The Doll Squad is a 1973 low-budget action film Z movie by Feature-Faire that was later re-released under the title Seduce and Destroy.[1] Directed, edited, co-written and co-produced by Ted V. Mikels, it features Francine York, Michael Ansara, John Carter, Anthony Eisley, Leigh Christian and Tura Satana.[2][3] Mikels claimed he filmed it for a total cost of $256,000.

Plot[edit]

CIA operative Connolly (Eisley) assigns Sabrina (York), the leader of a group of five shapely female operatives individually selected by a computer. Code named the Doll Squad, they thwart the efforts of a mad man who formerly worked alongside Sabrina as a fellow CIA agent who has become an entrepreneur to overthrow world governments. His plan is to release rats infected with bubonic plague.[4]

Cast[edit]

Production[edit]

Time Inc. contributor Ed White notes that the visuals for the action sequences near the end of the film are unusually dark. This part of the film was shot in a single night. The multiple machine guns used by the actresses in this sequence was really a single weapon that was on temporarily loan to the director.[5]

Reception[edit]

DVD reviewer and Rolling Stone contributor Doug Pratt called it "an enjoyable action romp". He adds, "the girls kick some serious butt and they look terrific in their hot black jumpsuits. Who can resist?"[6] Film critic Michael Adams said the film is "so slow in parts I think it should be called The Dull Squad", but "it picks up at the end". He rated it a solid 37/100.[7] Nonetheless, it has become something of a cult film for fans of actress Francine York.[8]

Influence[edit]

This film may have been the inspiration for the Charlie's Angels television series.[4] Aaron Spelling, who later produced the television series, was invited to the premiere of this movie,[9] and the lead member of the squad was named Sabrina, just as in Charlie's Angels.[8] Quentin Tarantino has cited the film as an influence on his Deadly Viper Assassination Squad in his film Kill Bill.[10]

References[edit]

  1. ^ Tucker, Ed (2004), "The Ted V. Mikels Interview", Crazed Fanboy Presents..., retrieved 2011-10-22 
  2. ^ "The Doll Squad (1973)". The New York Times.
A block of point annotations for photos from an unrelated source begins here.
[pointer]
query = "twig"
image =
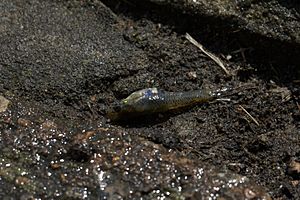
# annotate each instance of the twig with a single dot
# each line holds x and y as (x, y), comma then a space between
(253, 119)
(212, 56)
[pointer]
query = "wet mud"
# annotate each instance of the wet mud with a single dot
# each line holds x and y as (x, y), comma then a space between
(64, 63)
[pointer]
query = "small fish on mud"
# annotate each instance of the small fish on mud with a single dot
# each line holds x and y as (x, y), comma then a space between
(153, 100)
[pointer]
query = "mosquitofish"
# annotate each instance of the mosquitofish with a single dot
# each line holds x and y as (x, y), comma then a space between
(153, 100)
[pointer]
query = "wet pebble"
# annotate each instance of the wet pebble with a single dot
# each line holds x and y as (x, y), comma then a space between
(3, 104)
(294, 169)
(24, 122)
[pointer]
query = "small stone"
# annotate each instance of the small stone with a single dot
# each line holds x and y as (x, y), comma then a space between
(24, 122)
(48, 124)
(3, 104)
(21, 180)
(192, 75)
(294, 169)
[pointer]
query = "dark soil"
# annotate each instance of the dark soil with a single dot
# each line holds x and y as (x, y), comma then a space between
(63, 63)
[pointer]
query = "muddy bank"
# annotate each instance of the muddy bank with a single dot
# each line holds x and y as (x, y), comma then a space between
(63, 63)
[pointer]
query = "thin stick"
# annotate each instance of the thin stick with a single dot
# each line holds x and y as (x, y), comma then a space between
(253, 119)
(212, 56)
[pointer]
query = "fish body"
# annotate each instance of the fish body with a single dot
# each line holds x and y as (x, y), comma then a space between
(153, 100)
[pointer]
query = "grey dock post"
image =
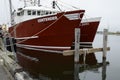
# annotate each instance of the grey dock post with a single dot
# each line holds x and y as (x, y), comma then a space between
(77, 40)
(76, 54)
(105, 38)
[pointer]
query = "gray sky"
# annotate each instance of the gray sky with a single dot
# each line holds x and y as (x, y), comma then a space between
(107, 9)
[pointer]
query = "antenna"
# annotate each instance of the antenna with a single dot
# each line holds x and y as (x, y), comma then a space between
(38, 2)
(24, 3)
(54, 4)
(10, 4)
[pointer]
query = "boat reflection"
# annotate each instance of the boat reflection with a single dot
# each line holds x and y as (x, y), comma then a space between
(58, 69)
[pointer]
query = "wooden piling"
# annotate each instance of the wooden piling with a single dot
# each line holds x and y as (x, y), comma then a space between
(105, 38)
(77, 40)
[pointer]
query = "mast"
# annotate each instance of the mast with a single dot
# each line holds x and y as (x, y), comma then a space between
(24, 3)
(10, 4)
(38, 2)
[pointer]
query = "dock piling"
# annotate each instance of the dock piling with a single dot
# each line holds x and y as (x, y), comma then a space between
(77, 40)
(105, 38)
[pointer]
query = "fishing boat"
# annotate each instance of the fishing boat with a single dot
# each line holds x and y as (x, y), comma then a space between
(43, 33)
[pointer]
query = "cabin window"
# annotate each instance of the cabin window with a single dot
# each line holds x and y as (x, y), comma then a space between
(29, 12)
(33, 12)
(38, 12)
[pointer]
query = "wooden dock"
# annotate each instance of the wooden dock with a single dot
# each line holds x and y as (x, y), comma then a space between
(15, 71)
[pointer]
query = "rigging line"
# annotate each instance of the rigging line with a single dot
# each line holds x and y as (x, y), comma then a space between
(43, 29)
(69, 4)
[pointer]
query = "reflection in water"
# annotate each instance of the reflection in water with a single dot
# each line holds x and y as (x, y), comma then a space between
(62, 69)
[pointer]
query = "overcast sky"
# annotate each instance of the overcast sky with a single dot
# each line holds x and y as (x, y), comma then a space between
(107, 9)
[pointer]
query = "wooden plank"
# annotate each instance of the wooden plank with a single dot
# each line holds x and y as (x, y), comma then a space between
(82, 51)
(77, 39)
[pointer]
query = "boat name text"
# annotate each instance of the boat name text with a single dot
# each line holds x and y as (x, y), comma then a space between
(47, 19)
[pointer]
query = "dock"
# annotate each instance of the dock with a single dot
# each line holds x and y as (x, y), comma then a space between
(11, 70)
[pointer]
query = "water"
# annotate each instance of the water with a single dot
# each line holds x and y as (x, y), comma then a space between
(109, 70)
(113, 56)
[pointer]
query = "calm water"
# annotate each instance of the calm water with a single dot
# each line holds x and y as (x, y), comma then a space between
(109, 71)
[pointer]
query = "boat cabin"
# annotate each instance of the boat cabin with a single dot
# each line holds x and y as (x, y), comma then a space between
(28, 13)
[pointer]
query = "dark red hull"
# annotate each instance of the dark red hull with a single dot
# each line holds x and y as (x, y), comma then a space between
(58, 32)
(36, 38)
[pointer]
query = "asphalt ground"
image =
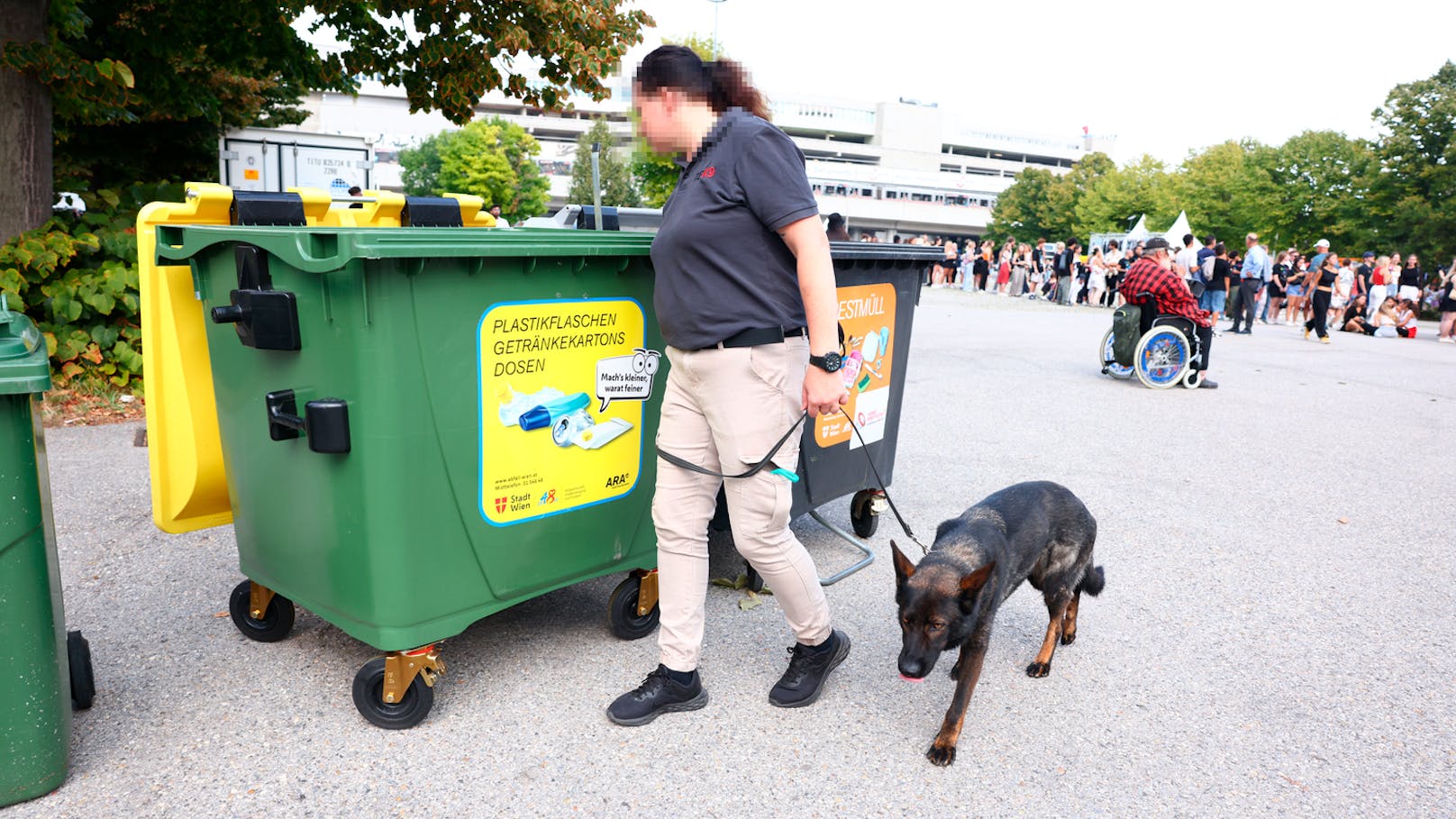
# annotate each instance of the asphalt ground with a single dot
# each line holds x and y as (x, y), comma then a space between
(1274, 639)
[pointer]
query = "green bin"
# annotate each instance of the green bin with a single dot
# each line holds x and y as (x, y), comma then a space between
(424, 426)
(37, 687)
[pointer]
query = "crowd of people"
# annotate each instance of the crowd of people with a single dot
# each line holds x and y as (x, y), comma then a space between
(1378, 295)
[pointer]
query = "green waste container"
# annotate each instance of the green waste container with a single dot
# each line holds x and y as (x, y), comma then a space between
(424, 426)
(40, 684)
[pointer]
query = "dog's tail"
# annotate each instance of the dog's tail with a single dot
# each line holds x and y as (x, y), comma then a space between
(1092, 580)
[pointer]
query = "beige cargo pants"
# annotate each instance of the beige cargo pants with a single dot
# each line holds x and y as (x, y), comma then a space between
(723, 410)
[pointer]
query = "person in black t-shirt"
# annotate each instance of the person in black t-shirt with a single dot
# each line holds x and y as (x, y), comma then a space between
(1323, 281)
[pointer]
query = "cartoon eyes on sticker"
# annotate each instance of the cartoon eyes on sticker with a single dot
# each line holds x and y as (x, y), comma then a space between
(645, 361)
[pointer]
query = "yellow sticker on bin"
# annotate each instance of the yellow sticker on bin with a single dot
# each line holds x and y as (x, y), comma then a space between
(562, 389)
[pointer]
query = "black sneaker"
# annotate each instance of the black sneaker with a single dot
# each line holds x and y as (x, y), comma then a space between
(807, 672)
(659, 694)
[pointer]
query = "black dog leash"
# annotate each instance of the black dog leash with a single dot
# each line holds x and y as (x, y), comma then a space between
(759, 467)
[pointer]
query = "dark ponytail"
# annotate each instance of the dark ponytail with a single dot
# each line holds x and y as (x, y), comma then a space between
(723, 84)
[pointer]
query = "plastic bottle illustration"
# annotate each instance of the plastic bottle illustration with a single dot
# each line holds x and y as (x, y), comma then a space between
(543, 415)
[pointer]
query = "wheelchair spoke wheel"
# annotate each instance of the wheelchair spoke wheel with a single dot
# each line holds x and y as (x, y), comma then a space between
(1162, 358)
(1108, 361)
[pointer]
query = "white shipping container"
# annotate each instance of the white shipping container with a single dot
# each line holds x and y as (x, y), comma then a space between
(273, 159)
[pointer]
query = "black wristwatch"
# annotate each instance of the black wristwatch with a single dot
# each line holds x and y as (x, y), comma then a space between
(829, 361)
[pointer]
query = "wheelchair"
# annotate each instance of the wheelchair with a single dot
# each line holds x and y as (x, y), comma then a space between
(1168, 350)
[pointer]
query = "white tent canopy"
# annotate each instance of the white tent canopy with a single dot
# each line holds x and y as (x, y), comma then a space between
(1139, 231)
(1178, 231)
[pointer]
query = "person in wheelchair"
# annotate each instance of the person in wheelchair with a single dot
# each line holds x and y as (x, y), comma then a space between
(1153, 278)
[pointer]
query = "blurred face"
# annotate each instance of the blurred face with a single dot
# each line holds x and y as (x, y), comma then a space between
(659, 120)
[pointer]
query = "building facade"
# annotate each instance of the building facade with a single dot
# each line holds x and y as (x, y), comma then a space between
(890, 168)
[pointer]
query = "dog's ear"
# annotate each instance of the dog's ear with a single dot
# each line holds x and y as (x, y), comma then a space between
(903, 567)
(974, 580)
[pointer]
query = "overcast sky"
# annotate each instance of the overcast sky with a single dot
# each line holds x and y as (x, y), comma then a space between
(1236, 68)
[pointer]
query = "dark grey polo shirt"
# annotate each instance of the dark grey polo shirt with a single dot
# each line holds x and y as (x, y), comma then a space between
(721, 266)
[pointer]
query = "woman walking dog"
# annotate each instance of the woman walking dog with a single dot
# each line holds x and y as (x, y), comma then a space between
(747, 306)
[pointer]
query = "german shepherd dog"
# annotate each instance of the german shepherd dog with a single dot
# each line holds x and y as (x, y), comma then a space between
(1037, 532)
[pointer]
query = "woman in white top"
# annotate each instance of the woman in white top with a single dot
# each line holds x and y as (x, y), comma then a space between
(1097, 278)
(1020, 266)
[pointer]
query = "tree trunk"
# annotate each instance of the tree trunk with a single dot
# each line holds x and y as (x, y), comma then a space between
(25, 127)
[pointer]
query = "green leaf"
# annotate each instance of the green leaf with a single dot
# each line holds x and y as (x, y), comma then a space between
(104, 304)
(124, 75)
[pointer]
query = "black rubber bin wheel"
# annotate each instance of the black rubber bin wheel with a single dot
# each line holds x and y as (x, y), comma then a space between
(276, 623)
(83, 682)
(622, 615)
(860, 514)
(369, 698)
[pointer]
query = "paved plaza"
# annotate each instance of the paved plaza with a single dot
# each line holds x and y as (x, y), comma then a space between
(1276, 637)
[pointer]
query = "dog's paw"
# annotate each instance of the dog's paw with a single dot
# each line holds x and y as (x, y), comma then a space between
(941, 754)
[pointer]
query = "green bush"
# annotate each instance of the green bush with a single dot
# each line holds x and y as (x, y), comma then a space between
(77, 278)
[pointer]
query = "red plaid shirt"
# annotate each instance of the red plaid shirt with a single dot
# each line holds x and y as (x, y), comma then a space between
(1171, 295)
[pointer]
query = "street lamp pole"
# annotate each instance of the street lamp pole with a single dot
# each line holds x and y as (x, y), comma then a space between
(716, 4)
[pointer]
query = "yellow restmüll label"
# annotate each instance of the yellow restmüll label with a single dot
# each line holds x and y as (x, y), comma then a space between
(562, 387)
(867, 314)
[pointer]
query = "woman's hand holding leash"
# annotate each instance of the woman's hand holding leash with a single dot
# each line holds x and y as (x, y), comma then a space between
(823, 392)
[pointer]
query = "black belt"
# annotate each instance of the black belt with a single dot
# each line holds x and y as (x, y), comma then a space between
(758, 335)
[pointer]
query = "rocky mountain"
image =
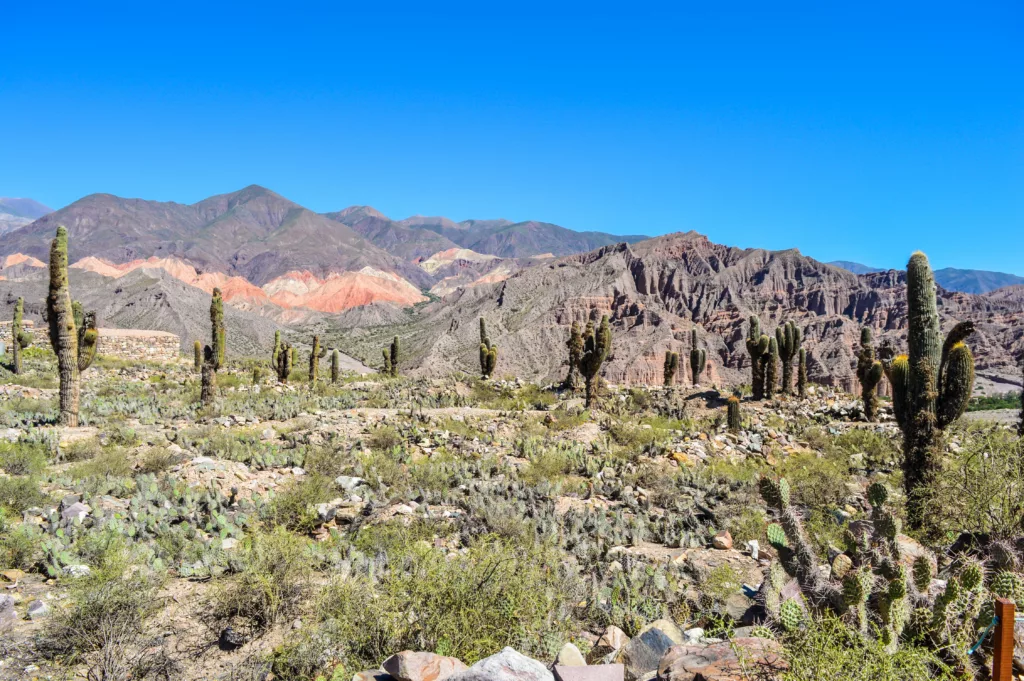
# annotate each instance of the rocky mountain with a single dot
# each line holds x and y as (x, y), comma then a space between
(974, 281)
(855, 267)
(144, 298)
(16, 213)
(950, 279)
(254, 232)
(657, 290)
Beldin. Retrieved 2011-03-09. 
  3. ^ Staff (2004). The Scarecrow Movie Guide. Seattle: Sasquatch Books. p. 385. ISBN 1-57061-415-6. 
  4. ^ a b Lisanti, Tom; Paul, Louis (2002). Film fatales: women in espionage films and television, 1962-1973. McFarland. p. 316. ISBN 0-7864-1194-5. 
  5. ^ White, Ed (November 10, 2000), Astro Zombies and Corpse Grinders, Time Inc., retrieved 2011-08-23 
  6. ^ Pratt, Douglas (2004), Doug Pratt's DVD: Movies, Television, Music, Art, Adult, and More! 1, UNET 2 Corporation, pp. 350–351, ISBN 1-932916-00-8 
  7. ^ Adams, Michael (2010). Showgirls, Teen Wolves, and Astro Zombies: A Film Critic's Year-Long Quest to Find the Worst Movie Ever Made. HarperCollins. p. 236. ISBN 0-06-180629-3. 
  8. ^ a b Lisanti, Tom (2001). Fantasy femmes of sixties cinema: interviews with 20 actresses from biker, beach, and Elvis movies. McFarland. p. 103. ISBN 0-7864-0868-5. 
  9. ^ Paul, Louis (2007). Tales from the cult film trenches: interviews with 36 actors from horror, science fiction and exploitation cinema. McFarland. p. 203. ISBN 0-7864-2994-1. 
  10. ^ Machiyama, Tomohiro (August 28, 2003), "Quentin Tarantino reveals almost everything that inspired Kill Bill in... The Japattack Interview", Film (The Jap Attack), retrieved 2011-10-22 

External links[edit]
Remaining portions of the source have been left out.